Between Learned Science and Technical Knowledge
Full title
Between Learned Science and Technical Knowledge: Leibniz, Leeuwenhoek and the School for Microscopists
Chapter in
Tercentenary Essays on the Philosophy and Science of Leibniz
Editors: Lloyd Strickland, Erik Vynckier, Julia Weckend
ISBN: 978-3-319-38829-8 (Print) 978-3-319-38830-4 (Online)
Abstract
The relationship between G. W. Leibniz and the Dutch draper and microscopist Antoni van Leeuwenhoek (1632–1723) has many facets. For one thing, Leibniz was highly interested in the revolutionary discoveries made by Leeuwenhoek in the field of microbiology, and used—to a certain extent—these results as empirical evidence for some metaphysical principles which he was defending.
Second, the relationship between Leibniz and Leeuwenhoek is illustrative of an important sociological aspect of the birth of modern science, namely the close cooperation between scientists, natural philosophers and craftsmen. Leibniz insisted on the need for integration between learned science and technical knowledge in all of his projects for scientific societies; this is a typically Baconian aspect of Leibniz’s ideas about the goals and organization of knowledge which is still waiting to be analysed in full depth.

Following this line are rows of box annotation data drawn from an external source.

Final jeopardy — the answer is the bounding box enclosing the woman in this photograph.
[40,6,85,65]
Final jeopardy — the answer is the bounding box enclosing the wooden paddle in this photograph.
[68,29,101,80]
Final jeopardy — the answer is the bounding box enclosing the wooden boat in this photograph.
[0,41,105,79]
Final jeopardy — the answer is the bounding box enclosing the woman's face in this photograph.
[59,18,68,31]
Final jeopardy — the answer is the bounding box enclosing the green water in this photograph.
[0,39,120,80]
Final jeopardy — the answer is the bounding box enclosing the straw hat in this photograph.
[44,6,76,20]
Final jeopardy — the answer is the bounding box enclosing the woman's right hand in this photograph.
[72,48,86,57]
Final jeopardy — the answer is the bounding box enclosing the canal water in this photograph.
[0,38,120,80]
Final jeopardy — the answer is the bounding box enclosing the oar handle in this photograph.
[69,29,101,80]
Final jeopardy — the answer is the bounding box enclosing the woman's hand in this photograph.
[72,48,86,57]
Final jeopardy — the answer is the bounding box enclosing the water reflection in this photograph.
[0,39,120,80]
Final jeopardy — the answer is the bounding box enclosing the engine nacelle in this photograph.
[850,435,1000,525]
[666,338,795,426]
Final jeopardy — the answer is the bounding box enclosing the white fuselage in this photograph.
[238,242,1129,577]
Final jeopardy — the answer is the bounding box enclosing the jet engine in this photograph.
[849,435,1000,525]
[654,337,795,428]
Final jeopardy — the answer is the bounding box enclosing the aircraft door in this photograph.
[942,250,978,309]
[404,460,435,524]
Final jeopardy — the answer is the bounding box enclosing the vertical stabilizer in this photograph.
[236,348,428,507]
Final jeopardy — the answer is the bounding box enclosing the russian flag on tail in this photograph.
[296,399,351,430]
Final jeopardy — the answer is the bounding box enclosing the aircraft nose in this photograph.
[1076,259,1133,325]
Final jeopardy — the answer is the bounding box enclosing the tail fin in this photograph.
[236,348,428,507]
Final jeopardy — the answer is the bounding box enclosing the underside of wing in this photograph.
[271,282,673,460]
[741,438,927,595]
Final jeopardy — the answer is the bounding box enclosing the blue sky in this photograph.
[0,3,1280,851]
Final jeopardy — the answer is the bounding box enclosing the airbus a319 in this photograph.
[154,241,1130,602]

Third, the keen interest Leibniz showed in Leeuwenhoek’s work is part of his broader interest in the emerging microscopy, which was triggering in the last quarter of the seventeenth century a second scientific revolution after the astronomical revolution, assisted by the telescope.
Finally, it is noteworthy that in 1715–16, around forty years after their meeting in Delft, Leibniz and Leeuwenhoek began a short correspondence, amounting to ten letters. This exchange was interrupted by Leibniz’s death, and even now has not been published in its entirety.